Monrovia, Liberia – Samuel P. Jackson has been charged by the Liberia National Police (LNP) in relation to his wife N-tom-bee-keh-yee-seh Innocentia Khumalo, know as Toni Jackson’s death.
According to the police, Mr. Jackson is accused of reckless endangerment, aggravated assault, manslaughter, and negligent homicide. “Based on the totality of evidence, the Liberia National Police has formally charged Mr. Samuel P. Jackson with: Manslaughter, Negligent Homicide, Aggravated Assault, Reckless Endangerment of Another Person.”
At the LNP headquarters in Monrovia on Thursday, Police Inspector General Gregory Coleman informed the public that the witness testimony, photographic evidence, and documented correspondence all provide reliable and confirmed proof that the victim was repeatedly physically abused over time.
He said, the victim was effectively isolated because entry and exit were prohibited, and the last person known to have the victim inside a protected dwelling was Mr. Samuel P. Jackson who is the defendant, and was also the first to enter the locked area and find the victim unconscious and in a pool of blood.
The injuries are consistent with a likely sequence of events: a backward fall brought on by a hard force hit to the chest resulted in serious head trauma, including contusion, laceration, and bleeding. Because it is connected to a series of prior traumatic events, this injury is neither random nor isolated.

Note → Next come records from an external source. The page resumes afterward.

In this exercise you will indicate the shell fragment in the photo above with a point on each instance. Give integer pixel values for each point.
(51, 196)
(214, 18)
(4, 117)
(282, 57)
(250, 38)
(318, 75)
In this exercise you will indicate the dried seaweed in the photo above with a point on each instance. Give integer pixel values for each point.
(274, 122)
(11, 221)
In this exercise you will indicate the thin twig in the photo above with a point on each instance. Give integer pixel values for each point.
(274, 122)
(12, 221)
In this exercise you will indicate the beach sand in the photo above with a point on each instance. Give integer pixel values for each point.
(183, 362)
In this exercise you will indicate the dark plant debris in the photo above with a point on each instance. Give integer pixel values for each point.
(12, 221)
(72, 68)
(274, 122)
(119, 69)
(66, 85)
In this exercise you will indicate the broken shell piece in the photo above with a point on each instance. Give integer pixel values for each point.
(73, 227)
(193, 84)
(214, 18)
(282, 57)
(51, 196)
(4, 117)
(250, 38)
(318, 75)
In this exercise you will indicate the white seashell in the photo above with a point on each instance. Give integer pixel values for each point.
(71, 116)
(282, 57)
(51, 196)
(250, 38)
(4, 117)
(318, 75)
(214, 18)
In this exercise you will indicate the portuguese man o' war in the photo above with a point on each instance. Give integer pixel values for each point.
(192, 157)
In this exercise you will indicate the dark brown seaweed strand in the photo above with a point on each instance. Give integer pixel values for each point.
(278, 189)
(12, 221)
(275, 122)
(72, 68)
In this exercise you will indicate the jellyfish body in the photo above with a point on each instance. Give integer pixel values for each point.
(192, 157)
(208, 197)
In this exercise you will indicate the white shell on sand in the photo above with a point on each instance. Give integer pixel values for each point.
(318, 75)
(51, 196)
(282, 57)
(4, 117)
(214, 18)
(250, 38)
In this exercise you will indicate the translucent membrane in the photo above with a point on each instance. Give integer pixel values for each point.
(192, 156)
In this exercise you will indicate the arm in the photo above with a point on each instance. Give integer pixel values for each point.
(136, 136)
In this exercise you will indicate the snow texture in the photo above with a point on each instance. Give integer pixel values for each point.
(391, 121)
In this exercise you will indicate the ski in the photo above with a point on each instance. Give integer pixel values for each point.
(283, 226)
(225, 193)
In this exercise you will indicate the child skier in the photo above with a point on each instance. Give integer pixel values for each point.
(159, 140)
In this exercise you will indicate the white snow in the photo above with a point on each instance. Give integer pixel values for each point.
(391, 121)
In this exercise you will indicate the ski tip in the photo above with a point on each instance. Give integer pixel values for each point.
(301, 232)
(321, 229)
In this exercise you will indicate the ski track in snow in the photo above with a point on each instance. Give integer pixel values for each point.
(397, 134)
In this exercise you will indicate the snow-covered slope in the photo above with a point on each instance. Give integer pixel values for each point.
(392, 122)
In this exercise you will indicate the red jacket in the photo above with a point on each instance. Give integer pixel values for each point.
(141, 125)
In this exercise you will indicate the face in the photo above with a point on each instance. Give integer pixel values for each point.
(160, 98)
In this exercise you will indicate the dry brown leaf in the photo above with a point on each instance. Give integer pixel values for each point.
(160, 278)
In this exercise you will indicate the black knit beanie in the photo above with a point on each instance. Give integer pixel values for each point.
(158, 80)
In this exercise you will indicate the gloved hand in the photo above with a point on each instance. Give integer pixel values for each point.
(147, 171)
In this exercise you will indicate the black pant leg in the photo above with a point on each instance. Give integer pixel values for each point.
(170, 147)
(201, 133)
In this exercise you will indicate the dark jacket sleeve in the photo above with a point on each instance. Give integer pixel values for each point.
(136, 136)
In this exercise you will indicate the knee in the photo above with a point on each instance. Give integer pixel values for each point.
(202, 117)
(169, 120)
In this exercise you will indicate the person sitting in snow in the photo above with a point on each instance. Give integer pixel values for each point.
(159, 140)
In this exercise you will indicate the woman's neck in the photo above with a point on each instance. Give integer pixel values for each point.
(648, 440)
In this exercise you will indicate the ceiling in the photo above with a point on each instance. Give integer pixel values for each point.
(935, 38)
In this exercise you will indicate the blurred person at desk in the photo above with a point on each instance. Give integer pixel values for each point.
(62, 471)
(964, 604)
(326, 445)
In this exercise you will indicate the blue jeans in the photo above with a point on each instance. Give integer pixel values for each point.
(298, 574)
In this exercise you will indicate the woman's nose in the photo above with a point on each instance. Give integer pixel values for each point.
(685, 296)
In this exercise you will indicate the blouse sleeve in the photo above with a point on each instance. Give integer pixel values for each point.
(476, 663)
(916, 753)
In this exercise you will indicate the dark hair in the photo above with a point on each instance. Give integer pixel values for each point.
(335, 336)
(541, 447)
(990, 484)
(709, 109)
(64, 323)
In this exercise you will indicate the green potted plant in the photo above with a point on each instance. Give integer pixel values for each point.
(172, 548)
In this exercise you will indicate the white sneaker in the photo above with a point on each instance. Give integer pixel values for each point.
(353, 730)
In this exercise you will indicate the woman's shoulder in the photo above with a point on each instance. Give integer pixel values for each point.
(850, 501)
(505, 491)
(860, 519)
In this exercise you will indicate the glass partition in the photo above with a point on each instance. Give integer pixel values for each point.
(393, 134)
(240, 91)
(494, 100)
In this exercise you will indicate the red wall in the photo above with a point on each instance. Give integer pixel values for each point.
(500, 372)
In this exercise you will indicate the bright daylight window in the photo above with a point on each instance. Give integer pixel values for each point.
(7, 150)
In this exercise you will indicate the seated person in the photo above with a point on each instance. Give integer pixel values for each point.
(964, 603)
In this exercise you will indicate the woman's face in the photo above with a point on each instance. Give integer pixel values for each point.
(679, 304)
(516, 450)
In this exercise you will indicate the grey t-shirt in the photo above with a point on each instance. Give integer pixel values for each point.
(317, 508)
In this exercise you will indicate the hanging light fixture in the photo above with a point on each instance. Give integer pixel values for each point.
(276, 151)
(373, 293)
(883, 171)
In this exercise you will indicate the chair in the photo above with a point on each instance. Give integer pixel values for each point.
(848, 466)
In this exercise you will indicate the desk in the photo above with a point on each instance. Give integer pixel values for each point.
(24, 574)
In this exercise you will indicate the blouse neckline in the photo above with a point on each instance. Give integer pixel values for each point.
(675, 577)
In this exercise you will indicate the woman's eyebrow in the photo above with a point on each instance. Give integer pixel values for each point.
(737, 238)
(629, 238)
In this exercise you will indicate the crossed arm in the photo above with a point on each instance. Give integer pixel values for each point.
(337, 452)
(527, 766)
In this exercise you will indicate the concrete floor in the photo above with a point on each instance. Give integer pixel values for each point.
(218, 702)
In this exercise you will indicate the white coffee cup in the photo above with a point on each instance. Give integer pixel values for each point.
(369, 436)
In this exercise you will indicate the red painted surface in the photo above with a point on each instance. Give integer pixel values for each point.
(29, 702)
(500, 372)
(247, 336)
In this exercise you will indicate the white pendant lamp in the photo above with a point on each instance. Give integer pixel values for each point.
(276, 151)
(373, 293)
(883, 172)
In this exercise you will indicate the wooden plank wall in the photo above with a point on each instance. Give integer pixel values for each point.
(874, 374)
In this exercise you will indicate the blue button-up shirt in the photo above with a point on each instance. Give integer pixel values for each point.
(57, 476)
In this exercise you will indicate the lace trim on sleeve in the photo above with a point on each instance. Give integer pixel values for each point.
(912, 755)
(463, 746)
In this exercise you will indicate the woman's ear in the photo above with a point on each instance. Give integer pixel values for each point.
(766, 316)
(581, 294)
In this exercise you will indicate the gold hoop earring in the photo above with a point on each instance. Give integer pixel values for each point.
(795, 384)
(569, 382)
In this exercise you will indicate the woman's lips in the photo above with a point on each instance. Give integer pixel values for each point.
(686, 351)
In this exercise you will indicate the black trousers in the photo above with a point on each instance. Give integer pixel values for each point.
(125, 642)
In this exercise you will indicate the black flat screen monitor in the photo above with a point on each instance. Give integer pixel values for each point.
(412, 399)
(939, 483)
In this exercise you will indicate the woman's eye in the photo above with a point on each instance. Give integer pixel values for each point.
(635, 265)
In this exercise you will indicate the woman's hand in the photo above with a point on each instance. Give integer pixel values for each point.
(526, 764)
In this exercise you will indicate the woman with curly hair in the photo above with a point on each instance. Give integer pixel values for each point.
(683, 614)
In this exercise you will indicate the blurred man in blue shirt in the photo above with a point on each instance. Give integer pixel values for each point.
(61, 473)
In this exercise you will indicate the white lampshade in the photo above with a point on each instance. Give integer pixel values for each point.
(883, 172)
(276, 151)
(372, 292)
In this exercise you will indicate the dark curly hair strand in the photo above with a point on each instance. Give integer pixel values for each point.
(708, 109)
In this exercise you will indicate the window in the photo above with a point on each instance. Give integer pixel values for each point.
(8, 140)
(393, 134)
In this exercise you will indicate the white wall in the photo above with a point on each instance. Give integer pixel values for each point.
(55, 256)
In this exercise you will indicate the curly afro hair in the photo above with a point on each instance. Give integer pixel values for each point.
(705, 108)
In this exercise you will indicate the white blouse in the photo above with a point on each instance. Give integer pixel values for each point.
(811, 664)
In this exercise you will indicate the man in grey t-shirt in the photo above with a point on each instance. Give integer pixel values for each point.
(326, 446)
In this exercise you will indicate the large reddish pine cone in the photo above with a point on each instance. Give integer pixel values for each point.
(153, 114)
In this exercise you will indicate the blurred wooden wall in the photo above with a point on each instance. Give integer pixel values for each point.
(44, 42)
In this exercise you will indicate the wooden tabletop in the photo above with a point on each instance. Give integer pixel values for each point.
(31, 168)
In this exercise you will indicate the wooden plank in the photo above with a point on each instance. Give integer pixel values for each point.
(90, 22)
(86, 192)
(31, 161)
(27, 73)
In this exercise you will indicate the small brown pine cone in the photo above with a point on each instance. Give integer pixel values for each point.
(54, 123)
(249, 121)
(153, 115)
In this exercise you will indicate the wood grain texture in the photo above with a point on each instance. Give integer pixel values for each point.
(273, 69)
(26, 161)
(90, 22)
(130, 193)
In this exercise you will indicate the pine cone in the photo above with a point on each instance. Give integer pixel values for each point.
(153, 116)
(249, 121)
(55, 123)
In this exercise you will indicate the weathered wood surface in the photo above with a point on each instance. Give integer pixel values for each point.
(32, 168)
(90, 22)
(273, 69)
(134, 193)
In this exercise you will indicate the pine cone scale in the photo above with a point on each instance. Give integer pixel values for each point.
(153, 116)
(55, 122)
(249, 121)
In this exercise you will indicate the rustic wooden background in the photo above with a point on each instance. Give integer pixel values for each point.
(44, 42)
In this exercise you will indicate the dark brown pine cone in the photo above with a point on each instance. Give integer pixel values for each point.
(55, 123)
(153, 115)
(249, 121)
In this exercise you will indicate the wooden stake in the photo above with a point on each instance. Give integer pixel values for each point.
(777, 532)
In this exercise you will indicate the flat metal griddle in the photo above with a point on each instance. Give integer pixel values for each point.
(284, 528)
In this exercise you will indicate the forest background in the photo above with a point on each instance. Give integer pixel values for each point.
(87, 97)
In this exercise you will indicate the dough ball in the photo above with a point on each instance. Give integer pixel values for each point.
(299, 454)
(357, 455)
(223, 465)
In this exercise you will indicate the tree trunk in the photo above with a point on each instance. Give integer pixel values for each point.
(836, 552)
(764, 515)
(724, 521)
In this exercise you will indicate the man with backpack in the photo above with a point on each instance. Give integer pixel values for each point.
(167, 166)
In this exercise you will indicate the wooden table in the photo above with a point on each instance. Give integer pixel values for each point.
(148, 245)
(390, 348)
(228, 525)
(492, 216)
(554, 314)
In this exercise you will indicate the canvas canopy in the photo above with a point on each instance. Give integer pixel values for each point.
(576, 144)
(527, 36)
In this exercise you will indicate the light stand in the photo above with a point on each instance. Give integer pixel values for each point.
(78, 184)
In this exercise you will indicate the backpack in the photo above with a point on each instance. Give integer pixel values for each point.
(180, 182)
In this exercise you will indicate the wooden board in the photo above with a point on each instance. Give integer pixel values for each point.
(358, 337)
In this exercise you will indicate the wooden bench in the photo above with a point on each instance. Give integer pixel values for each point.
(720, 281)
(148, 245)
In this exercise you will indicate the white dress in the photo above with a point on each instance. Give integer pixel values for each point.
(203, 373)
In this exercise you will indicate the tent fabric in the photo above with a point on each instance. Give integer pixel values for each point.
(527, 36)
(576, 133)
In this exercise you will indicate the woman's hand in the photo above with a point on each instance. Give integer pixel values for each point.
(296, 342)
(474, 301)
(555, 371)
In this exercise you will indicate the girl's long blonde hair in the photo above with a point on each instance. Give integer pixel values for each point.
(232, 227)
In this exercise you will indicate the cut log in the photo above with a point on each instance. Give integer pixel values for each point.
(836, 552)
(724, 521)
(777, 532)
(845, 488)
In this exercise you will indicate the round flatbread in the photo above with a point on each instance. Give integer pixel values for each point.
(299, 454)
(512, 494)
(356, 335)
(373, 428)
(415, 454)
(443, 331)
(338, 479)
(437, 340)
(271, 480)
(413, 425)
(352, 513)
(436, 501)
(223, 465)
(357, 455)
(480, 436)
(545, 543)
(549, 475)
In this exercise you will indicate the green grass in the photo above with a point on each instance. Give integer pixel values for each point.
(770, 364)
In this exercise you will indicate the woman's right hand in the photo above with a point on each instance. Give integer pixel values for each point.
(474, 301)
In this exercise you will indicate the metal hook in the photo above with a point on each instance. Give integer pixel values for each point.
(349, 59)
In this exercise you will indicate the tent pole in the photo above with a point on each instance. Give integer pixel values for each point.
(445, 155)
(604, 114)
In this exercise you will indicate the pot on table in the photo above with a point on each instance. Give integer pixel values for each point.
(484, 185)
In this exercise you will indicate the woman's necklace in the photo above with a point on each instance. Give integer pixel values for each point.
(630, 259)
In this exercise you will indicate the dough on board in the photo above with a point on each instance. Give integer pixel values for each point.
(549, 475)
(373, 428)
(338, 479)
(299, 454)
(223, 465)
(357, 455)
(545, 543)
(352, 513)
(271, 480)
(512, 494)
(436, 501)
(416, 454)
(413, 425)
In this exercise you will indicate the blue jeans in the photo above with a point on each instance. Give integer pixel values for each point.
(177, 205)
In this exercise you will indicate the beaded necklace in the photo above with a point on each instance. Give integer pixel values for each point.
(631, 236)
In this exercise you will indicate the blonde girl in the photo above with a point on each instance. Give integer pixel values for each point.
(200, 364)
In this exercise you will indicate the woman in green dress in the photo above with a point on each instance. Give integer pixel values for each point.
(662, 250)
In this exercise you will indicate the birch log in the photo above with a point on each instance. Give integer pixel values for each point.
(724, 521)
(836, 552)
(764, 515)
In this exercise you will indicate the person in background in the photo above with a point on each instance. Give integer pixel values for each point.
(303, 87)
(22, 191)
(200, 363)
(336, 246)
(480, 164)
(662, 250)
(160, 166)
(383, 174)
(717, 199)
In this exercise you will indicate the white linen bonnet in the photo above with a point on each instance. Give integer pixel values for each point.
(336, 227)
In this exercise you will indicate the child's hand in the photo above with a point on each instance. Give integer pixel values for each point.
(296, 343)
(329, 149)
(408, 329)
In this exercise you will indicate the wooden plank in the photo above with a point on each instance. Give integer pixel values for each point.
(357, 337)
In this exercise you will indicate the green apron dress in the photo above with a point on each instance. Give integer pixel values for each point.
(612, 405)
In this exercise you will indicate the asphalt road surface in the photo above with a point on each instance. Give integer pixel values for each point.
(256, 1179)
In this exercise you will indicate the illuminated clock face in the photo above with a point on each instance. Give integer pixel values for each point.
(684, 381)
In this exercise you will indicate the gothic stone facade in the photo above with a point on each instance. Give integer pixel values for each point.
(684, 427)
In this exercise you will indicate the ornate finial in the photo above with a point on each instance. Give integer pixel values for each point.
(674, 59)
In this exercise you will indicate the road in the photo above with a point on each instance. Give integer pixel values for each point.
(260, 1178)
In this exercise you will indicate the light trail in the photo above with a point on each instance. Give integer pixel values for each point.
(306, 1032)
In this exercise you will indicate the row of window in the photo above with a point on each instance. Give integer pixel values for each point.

IG Coleman said, evidence also shows that the vitim had a known medical vulnerability which occasionally resulted in seizures yet Mr. Jackson continued to provide the stimulant. The victim was left alone and unsupervised in a secured setting. With a predictable risk to life, this is a grave violation of the duty of care.
Police IG Coleman clarified that their job do not determine guilt or replace the legal process with public opinion until the accused is proven guilty in a court of law, they are presumed innocent.
Coleman assures the Liberia public, South African government and the deceased’s family, that the case has been handled with professional integrity, transparency, and respect for international rules of investigation.
This incident of Mrs. Jackson should raise more general concerns that violence in private areas is nonetheless subject to the law while vulnerability strengthens legal protection rather than diminishing rights and when neglect results in injury or death, it is illegal.